Under the Rules, it is the Chief Minister, alone, who decides where and when a meeting of Parliament is convened. Admittedly he is forced by the 2006 Constitution to hold at least 3 meetings in any calendar year. The control that his ability to decide the timing of meetings gives the Chief Minister is excessive. Parliament is charged, amongst other duties, to oversee the performance of a government and a Chief Minister. Timing is often of extreme importance in influencing the immediacy and relevance of any issue or incident and delay of embarrassing debates favour the Chief Minister and his Government. It is detrimental to democracy that the Chief Minister can delay a meeting of Parliament when burning issues should be debated close to the occurrence of any subject requiring debate.
This ability to pick the time to hold a meeting of Parliament is a curb on democracy. Even if the Government has an inbuilt majority, parliamentary debate is of the utmost importance in forming public opinion. If the Opposition is prevented from debating issues close to a relevant occurrence its ability to form and influence public opinion is curtailed or eliminated altogether on occasions. In turn this reduces the effect of the only democratic safeguard that exists, namely the decision to oust or not to oust a government at a general election.

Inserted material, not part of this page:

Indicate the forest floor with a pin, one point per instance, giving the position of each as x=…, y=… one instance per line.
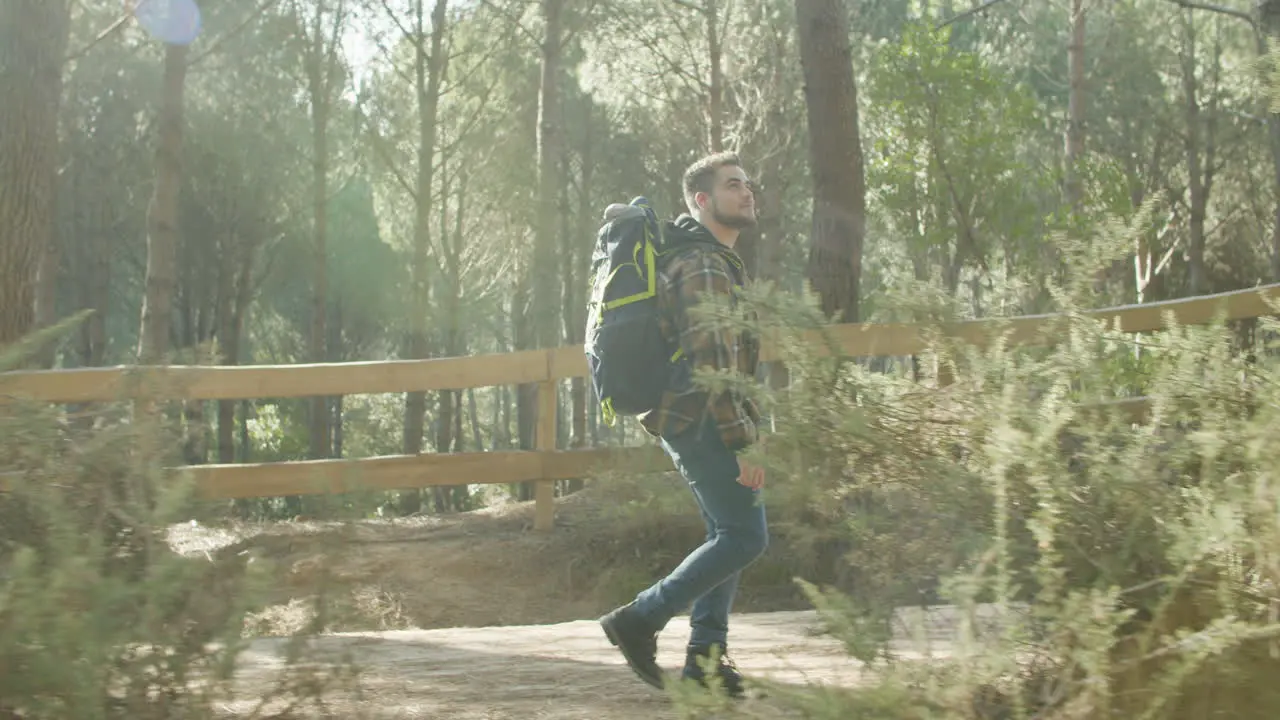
x=478, y=616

Additionally reducing the number of meetings of Parliament to the limited number required by the 2006 Constitution has the effect of concentrating a large amount of business to a limited number of days in a year. Press reports of proceedings become too compressed and detailed. Editorial decisions have to be made to determine the importance of what stories to run with and which to drop. Stories arising from questions or debate about issues or events that are dated take second place and frequently are buried in the morass of issues that have overtaken that event or occurrence. All these factors have the effect of reducing, in numbers of persons, the reach of important stories and reports which come to the ears of the public. The importance and impact and pernicious effect on democracy of the Chief Minister's power to decide on timing should not be underestimated.
Parliament should have a fixed and regular timetable so that the Chief Minister cannot control when important issues are debated in Parliament. Regularity of meetings is also important to ensure currency of debates. The right of the Chief Minister should be limited to recalling Parliament outside those times if he/she considers that to be appropriate. This will mean that important issues can and could be debated at the current, relevant and immediate time, press reports will be easier to follow and more closely connected in time to the issue in debate. Importantly it will force politicians to be what they are, politicians, not administrators.